At this point, I'm not sure. Suddenly I vaguely recall swapping virtual terminals. But I though I was just finding a way to keep the screen "always on". My other systems have screen save set and suspend, they work as expected.
Disabling these is where I've encountered the issue, to what degree I can't recall exactly.

Praveen_Rinku 11-27-2019 07:22 AM

screen is not resuming from blank state in Debian Buster
 
I have recently installed Buster on my PC. I have not installed any power management pkg or any screensaver.
The screen goes blank due to below xorg setting. Now if I press any keyboard button it doesn't lead to screen resume and I am left with rebooting only.
I am expecting that on my keyboard press , screen should resume. I am not sure what I am missing in my installation.
Though I can turn off xserver screen setting by "xset command" but that is the last thing I would like to do.

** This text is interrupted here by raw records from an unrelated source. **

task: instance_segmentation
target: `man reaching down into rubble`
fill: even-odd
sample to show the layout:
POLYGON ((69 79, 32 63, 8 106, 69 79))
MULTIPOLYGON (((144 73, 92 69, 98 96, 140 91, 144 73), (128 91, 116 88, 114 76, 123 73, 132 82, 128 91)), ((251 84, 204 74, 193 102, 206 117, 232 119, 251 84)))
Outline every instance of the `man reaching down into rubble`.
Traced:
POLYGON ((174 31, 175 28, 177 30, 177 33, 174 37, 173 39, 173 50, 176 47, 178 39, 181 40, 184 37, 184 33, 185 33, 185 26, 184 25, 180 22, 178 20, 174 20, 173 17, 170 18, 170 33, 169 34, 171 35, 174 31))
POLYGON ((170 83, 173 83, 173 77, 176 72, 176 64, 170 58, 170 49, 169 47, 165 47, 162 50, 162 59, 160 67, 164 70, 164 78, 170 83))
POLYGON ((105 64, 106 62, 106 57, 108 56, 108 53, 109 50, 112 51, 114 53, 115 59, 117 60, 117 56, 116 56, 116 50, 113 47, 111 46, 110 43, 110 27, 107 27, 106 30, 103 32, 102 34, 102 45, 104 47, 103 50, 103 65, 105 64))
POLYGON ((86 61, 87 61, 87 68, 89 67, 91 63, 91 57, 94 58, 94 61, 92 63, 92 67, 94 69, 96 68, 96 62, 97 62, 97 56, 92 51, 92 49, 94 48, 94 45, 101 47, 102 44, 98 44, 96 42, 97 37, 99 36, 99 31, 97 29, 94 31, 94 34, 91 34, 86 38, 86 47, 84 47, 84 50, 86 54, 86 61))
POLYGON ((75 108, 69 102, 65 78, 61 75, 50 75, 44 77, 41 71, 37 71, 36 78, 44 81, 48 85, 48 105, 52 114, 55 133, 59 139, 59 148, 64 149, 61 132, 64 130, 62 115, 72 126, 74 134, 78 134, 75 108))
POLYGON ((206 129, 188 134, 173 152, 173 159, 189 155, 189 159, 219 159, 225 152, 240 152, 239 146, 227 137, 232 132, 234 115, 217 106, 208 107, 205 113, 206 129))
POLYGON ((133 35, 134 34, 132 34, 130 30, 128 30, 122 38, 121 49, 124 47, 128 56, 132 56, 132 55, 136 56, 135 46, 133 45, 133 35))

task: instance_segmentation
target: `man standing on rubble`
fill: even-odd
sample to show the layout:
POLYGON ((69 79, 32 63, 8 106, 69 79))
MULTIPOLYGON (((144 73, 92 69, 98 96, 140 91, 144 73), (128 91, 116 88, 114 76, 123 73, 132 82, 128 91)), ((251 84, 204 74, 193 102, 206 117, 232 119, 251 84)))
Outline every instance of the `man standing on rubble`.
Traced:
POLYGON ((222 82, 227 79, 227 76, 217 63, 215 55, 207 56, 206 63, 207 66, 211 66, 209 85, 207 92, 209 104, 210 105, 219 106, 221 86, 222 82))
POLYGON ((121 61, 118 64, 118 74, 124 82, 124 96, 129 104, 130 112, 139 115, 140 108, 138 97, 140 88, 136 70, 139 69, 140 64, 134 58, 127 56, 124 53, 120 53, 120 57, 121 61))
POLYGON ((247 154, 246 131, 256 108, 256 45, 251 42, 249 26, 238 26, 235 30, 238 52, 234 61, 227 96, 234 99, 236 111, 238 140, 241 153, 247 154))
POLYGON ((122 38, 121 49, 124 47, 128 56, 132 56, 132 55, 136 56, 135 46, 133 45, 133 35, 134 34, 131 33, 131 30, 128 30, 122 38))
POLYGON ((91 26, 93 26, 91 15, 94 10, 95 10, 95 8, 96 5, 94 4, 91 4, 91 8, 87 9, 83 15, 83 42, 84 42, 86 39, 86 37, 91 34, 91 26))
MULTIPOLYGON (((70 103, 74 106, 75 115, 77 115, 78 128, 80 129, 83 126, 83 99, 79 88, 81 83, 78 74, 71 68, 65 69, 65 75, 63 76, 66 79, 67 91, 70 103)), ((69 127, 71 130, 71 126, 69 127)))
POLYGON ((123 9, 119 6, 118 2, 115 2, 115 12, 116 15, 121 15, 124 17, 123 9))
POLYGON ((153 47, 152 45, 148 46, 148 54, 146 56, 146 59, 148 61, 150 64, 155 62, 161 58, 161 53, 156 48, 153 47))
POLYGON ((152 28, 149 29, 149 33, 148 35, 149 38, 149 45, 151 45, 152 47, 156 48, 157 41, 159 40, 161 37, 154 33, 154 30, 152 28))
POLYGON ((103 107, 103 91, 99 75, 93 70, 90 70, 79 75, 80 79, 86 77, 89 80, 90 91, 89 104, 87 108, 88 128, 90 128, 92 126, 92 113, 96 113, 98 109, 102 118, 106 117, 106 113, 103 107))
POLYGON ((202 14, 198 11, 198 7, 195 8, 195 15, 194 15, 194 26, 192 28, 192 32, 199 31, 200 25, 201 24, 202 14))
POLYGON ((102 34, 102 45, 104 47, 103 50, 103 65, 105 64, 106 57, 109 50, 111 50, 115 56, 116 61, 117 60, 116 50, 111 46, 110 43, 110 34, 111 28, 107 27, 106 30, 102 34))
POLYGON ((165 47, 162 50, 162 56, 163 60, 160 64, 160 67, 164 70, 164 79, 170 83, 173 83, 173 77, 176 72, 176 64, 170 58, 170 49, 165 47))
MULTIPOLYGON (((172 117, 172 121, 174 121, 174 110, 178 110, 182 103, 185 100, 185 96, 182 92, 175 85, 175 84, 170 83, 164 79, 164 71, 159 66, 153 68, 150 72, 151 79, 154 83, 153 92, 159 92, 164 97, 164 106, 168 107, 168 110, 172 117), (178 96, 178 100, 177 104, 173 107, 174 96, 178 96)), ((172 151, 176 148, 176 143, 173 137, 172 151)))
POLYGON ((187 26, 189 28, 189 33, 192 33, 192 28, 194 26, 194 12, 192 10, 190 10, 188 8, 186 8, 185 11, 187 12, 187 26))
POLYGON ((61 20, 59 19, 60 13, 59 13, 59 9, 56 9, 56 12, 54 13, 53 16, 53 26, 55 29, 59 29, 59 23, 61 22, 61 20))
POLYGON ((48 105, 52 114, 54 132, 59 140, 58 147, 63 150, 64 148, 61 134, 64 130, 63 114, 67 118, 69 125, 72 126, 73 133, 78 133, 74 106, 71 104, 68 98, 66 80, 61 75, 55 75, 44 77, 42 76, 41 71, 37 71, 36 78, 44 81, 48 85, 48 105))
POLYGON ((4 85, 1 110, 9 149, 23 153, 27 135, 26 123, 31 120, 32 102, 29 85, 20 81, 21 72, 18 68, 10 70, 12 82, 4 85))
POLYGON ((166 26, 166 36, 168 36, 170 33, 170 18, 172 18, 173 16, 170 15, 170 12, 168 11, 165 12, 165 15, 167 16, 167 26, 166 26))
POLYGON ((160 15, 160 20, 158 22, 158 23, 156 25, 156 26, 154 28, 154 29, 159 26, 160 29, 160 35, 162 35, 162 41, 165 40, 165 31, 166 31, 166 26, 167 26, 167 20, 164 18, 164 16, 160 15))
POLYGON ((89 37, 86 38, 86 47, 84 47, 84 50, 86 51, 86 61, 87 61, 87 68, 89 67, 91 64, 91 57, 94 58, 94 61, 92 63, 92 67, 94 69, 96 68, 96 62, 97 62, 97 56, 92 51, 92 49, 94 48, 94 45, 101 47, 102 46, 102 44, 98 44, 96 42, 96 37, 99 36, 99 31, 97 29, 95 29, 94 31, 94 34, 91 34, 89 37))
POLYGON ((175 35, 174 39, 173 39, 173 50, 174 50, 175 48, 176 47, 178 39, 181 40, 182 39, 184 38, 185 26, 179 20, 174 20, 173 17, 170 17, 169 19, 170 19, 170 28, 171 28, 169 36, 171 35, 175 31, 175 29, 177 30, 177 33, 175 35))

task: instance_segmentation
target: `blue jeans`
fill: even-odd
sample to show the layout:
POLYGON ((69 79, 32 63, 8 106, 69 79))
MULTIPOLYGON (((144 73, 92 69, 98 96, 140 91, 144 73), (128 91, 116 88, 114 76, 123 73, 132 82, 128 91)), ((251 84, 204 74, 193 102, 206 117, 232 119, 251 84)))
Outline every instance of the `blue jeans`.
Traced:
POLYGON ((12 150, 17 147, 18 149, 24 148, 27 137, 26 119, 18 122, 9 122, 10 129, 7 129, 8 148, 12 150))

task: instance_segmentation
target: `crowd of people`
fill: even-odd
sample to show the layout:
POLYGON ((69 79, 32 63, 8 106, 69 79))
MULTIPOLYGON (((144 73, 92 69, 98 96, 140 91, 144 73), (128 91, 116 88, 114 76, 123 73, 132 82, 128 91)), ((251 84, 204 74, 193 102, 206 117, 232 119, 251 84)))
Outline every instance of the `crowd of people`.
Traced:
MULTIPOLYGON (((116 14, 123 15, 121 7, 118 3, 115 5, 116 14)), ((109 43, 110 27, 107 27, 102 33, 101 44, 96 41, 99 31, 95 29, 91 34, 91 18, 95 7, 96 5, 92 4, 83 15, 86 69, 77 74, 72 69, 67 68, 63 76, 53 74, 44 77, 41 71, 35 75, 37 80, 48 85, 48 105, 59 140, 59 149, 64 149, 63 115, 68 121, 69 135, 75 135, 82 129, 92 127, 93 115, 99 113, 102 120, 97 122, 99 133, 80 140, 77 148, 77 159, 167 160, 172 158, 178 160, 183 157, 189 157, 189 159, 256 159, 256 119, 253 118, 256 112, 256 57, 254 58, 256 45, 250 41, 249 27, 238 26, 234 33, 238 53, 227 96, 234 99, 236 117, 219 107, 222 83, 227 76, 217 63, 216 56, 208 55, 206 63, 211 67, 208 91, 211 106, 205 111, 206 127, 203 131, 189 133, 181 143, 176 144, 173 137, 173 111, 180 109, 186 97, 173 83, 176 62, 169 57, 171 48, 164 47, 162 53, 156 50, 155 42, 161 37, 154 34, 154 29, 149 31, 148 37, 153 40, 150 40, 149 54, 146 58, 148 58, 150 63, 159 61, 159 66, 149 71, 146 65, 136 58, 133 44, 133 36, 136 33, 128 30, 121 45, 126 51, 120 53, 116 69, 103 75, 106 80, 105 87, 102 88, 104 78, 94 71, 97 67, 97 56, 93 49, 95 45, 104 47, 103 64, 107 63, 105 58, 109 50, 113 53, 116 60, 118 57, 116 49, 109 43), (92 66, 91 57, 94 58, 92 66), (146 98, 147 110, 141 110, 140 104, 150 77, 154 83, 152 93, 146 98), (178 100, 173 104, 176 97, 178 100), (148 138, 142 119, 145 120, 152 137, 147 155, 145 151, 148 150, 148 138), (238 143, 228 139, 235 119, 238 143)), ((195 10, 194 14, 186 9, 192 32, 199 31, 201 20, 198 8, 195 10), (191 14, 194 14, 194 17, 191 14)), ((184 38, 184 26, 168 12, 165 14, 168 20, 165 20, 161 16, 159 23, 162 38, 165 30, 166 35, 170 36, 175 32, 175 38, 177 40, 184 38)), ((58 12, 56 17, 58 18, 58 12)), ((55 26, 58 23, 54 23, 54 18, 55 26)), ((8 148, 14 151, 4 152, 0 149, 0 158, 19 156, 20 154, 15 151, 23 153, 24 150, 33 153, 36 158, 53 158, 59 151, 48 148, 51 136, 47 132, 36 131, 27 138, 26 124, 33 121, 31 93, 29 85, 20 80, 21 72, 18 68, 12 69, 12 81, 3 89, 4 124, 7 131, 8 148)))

Below are brief logs where i have removed some parts.
Output of #xset q :
====================
Screen Saver:
prefer blanking: yes allow exposures: yes
timeout: 64800 cycle: 600
DPMS (Energy Star):
Server does not have the DPMS Extension
===================
Xorg.0.log:
==================
X.Org X Server 1.20.4
X Protocol Version 11, Revision 0
[ 18.979] Build Operating System: Linux 4.9.0-8-amd64 i686 Debian
[ 18.979] Current Operating System: Linux localhost 4.19.67-rt24 #1 PREEMPT RT Wed Nov 13 19:35:42 IST 2019 i686
--

[ 19.022] (II) Loading /usr/lib/xorg/modules/drivers/modesetting_drv.so
[ 19.027] (II) Loading /usr/lib/xorg/modules/drivers/fbdev_drv.so
[ 19.028] (II) Loading /usr/lib/xorg/modules/drivers/vesa_drv.so
(WW) modeset(0): Option "DPMS" is not used
[ 19.277] (II) Initializing extension Generic Event Extension
[ 19.277] (II) Initializing extension SHAPE
[ 19.277] (II) Initializing extension MIT-SHM
[ 19.277] (II) Initializing extension XInputExtension
[ 19.278] (II) Initializing extension XTEST
[ 19.278] (II) Initializing extension BIG-REQUESTS
[ 19.278] (II) Initializing extension SYNC
[ 19.278] (II) Initializing extension XKEYBOARD
[ 19.278] (II) Initializing extension XC-MISC
[ 19.278] (II) Initializing extension SECURITY
[ 19.278] (II) Initializing extension XFIXES
[ 19.279] (II) Initializing extension RENDER
[ 19.279] (II) Initializing extension RANDR
[ 19.279] (II) Initializing extension COMPOSITE
[ 19.279] (II) Initializing extension DAMAGE
[ 19.279] (II) Initializing extension MIT-SCREEN-SAVER
[ 19.280] (II) Initializing extension DOUBLE-BUFFER
[ 19.280] (II) Initializing extension RECORD
[ 19.280] (II) Initializing extension DPMS
=============================================
lspci :
VGA Controller Intel Corp rev09
============================================

ondoho 11-28-2019 01:05 AM

^ That cannot be caused by Xorg's screensaver.
Also that is never the whole XOrg.0.log.
And the lspci output seems to be lacking also.
Please start a new thread, explaining the problem in as much detail as possible, and add this information:
Code:

laptop-detect -v
lscpu
lspci -k
cat /var/log/Xorg.0.log

Please use CODE tags for cose, and make sure you show us the whole output.